Mountain is a 2015 drama film directed by Yaelle Kayam. The world premiere took place as part of the "New Horizons" competition at the Venice Film Festival, and the film was also screened at the 2015 Toronto International Film Festival. Additionally, it was featured at the "New Directors, New Films" festival at the Museum of Modern Art (MoMA) in New York. The film won the Jury Prize at the San Francisco Film Festival and First Prize at the Fribourg Film Festival in Switzerland. At Fribourg, Kayam also received the Don Quixote Prize for Breakthrough Female Directors. She was nominated for the Best Director award by the European Union.

== Plot ==
The film's protagonist (Shani Klein) is a religious woman living with her husband (Avshalom Pollak) and their four children in a home located within the Jewish cemetery compound on the Mount of Olives. Her days are spent on household chores and caring for the children. When her husband returns home late in the evening, he pays her little attention, leaving her feeling lonely and frustrated.

One night, in a moment of despair, she storms out of the house and encounters a group of prostitutes and pimps on the outskirts of the cemetery. This encounter stirs a mix of intrigue and revulsion within her, setting off a series of actions both inside and outside the home, culminating in an unforgivable act.

== Interpretation ==
Mountain is a symbolic and allegorical film, not a realist depiction of modern society. The main character represents a religious woman striving to do good according to her values but struggling to find fulfillment or happiness.

In an interview with Haaretz, Kayam elaborated: "There are so many roles a woman is expected to play that we often don’t know how to behave. I was drawn to the idea of a woman trying with all her might to be a 'woman of valor' but failing—doing everything expected of her yet still unloved and undesired by her husband. Such physical rejection is a profound punishment. In films and TV, women are always desired, but in reality, when they are not, the sense of failure is immense. While men may also feel this way, women are especially affected because society constantly tells us we must be beautiful and desirable."

The film was influenced by a Talmudic story about Rabbi Chiyya and his wife, where her husband’s sexual abstention causes her great sorrow. Kayam noted that in this story, the wife is the central figure but remains nameless. Reflecting this, the protagonist in Mountain is also unnamed. The children call her "Mom," the Palestinian laborer calls her "Ma’am," and her husband does not address her directly. Only a prostitute asks her name, to which she hesitantly replies "Tzvia," though it’s unclear whether this is her real name.

== Production ==
Director Yaelle Kayam drew inspiration for Mountain from the Mount of Olives: "For many years, I wanted to make a film about the Mount of Olives. The site exudes tremendous power and spoke to me deeply. It holds countless stories, hopes, dreams, and narratives. It’s the oldest active Jewish cemetery in the world."

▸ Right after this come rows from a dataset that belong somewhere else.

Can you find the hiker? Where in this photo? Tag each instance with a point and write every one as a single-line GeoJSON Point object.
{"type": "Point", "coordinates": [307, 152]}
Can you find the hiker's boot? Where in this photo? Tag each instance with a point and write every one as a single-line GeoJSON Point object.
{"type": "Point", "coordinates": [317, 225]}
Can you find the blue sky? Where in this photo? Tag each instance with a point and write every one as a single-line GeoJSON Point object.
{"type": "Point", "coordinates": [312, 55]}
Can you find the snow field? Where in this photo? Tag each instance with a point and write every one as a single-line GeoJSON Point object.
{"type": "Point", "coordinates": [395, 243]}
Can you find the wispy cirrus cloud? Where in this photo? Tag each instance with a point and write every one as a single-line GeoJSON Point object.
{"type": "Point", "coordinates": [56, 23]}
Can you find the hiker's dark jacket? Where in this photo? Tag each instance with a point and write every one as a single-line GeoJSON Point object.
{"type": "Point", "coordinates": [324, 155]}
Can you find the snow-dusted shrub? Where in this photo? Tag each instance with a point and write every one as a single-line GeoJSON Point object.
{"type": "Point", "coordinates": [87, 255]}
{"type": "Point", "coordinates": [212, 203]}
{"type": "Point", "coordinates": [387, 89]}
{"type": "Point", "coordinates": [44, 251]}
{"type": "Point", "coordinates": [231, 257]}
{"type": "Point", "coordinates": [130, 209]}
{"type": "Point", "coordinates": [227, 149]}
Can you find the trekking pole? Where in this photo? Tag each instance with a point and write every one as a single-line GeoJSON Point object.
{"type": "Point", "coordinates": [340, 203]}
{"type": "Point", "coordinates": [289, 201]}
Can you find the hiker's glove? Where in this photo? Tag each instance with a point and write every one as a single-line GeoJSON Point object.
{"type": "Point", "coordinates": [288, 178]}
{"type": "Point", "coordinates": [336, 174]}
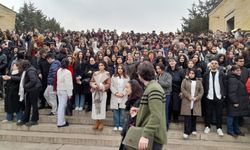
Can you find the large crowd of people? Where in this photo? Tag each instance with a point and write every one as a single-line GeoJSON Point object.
{"type": "Point", "coordinates": [201, 75]}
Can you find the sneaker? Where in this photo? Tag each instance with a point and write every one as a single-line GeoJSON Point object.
{"type": "Point", "coordinates": [65, 125]}
{"type": "Point", "coordinates": [233, 135]}
{"type": "Point", "coordinates": [31, 123]}
{"type": "Point", "coordinates": [51, 114]}
{"type": "Point", "coordinates": [6, 121]}
{"type": "Point", "coordinates": [194, 133]}
{"type": "Point", "coordinates": [185, 136]}
{"type": "Point", "coordinates": [20, 123]}
{"type": "Point", "coordinates": [120, 128]}
{"type": "Point", "coordinates": [219, 131]}
{"type": "Point", "coordinates": [115, 129]}
{"type": "Point", "coordinates": [240, 133]}
{"type": "Point", "coordinates": [207, 130]}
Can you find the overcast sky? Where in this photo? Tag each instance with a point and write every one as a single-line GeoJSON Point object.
{"type": "Point", "coordinates": [123, 15]}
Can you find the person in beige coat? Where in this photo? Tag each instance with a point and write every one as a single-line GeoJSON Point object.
{"type": "Point", "coordinates": [99, 83]}
{"type": "Point", "coordinates": [192, 91]}
{"type": "Point", "coordinates": [119, 96]}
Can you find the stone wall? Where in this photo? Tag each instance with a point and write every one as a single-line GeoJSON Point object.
{"type": "Point", "coordinates": [239, 9]}
{"type": "Point", "coordinates": [7, 18]}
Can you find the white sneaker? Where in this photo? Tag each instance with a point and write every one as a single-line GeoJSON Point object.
{"type": "Point", "coordinates": [6, 121]}
{"type": "Point", "coordinates": [220, 132]}
{"type": "Point", "coordinates": [194, 133]}
{"type": "Point", "coordinates": [185, 136]}
{"type": "Point", "coordinates": [120, 128]}
{"type": "Point", "coordinates": [207, 130]}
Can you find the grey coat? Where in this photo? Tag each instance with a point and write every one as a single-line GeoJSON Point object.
{"type": "Point", "coordinates": [237, 94]}
{"type": "Point", "coordinates": [186, 92]}
{"type": "Point", "coordinates": [165, 80]}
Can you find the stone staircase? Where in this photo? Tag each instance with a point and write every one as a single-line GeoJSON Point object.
{"type": "Point", "coordinates": [80, 133]}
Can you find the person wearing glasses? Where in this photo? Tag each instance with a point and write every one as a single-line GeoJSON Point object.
{"type": "Point", "coordinates": [118, 96]}
{"type": "Point", "coordinates": [99, 83]}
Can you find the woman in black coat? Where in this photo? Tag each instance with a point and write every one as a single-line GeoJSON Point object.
{"type": "Point", "coordinates": [132, 105]}
{"type": "Point", "coordinates": [237, 101]}
{"type": "Point", "coordinates": [31, 89]}
{"type": "Point", "coordinates": [12, 104]}
{"type": "Point", "coordinates": [79, 68]}
{"type": "Point", "coordinates": [90, 68]}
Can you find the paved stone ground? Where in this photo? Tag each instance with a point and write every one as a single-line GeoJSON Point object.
{"type": "Point", "coordinates": [44, 146]}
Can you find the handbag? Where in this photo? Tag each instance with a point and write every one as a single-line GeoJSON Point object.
{"type": "Point", "coordinates": [132, 138]}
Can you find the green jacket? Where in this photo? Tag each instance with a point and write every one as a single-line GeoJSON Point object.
{"type": "Point", "coordinates": [151, 114]}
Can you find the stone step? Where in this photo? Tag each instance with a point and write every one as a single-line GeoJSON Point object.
{"type": "Point", "coordinates": [212, 136]}
{"type": "Point", "coordinates": [75, 112]}
{"type": "Point", "coordinates": [174, 139]}
{"type": "Point", "coordinates": [176, 144]}
{"type": "Point", "coordinates": [60, 138]}
{"type": "Point", "coordinates": [5, 145]}
{"type": "Point", "coordinates": [86, 129]}
{"type": "Point", "coordinates": [52, 128]}
{"type": "Point", "coordinates": [172, 145]}
{"type": "Point", "coordinates": [85, 120]}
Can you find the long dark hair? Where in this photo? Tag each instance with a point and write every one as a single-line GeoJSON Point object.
{"type": "Point", "coordinates": [64, 63]}
{"type": "Point", "coordinates": [136, 90]}
{"type": "Point", "coordinates": [124, 71]}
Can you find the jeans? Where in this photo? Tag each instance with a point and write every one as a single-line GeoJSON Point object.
{"type": "Point", "coordinates": [233, 125]}
{"type": "Point", "coordinates": [31, 101]}
{"type": "Point", "coordinates": [157, 146]}
{"type": "Point", "coordinates": [118, 117]}
{"type": "Point", "coordinates": [79, 100]}
{"type": "Point", "coordinates": [9, 116]}
{"type": "Point", "coordinates": [189, 124]}
{"type": "Point", "coordinates": [62, 99]}
{"type": "Point", "coordinates": [50, 97]}
{"type": "Point", "coordinates": [212, 105]}
{"type": "Point", "coordinates": [167, 110]}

During one visit, while standing by the grave of poet Zelda overlooking the Temple Mount, Kayam imagined a woman in her kitchen, staring at a pile of dishes in the sink while gazing out the window at the Temple Mount—viewing it as a promise of redemption. This image deeply moved her and inspired her to begin writing the script.

To prepare for the film, Kayam visited the Mount of Olives repeatedly, sometimes dressed in secular clothing and at other times in religious attire, immersing herself in the environment and observing its visitors. She also explored biblical, Talmudic, and Christian texts related to the site and attended Talmud study classes to deepen her understanding of redemption themes.

The film is the first Israeli-Danish co-production, created by Israeli production company July August Productions and Danish production company Windeløv/Lassen. Vibeke Windeløv, one of the Danish producers, previously collaborated with Lars von Trier on films like Dancer in the Dark and Dogville. Post-production was completed in Copenhagen, Denmark. Filming took 22 nights in March 2014, primarily on the Mount of Olives, with interior house scenes shot in Jerusalem. The film was screened at Tel Aviv’s Lev Cinema and in cinematheques across Israel.

=== Design ===
Kayam drew visual inspiration from the paintings of Artemisia Gentileschi, particularly her depictions of strong women like Judith beheading Holofernes. These influences are evident in the protagonist’s drastic actions at the film’s conclusion and in the interior compositions of the home, crafted with the cinematographer Itai Marom, art designer Neta Dror, and costume designer Hila Galik. Reflecting the ancient setting of the Mount of Olives, the team aimed to give the house an appearance of an ancient cave while maintaining a contemporary feel.

=== Casting ===
Kayam worked together with the casting director Michal Koren. The lead actress and actor (Shani Klein) and actor (Avshalom Pollak) are secular, but the two eldest daughters of the couple (Noga Yaakobovitch and Carmel Levinson) come from religious families. She was looking for religious girls because she thought it would be too difficult for children to learn the Jewish rituals and prayers. She found them with the help of a Facebook group called "I’m a Feminist Religious - And I Have No Sense of Humor."

=== Soundtrack ===
Most of the film is made up of a soundtrack with many sounds of wind. Kayam wanted to create the feeling that the wind is calling to the main character. The soundtrack was designed by Itzik Cohen from Israel and Peter Albertson from Denmark. Ophir Leibovitz composed music for a short part of Shabbat.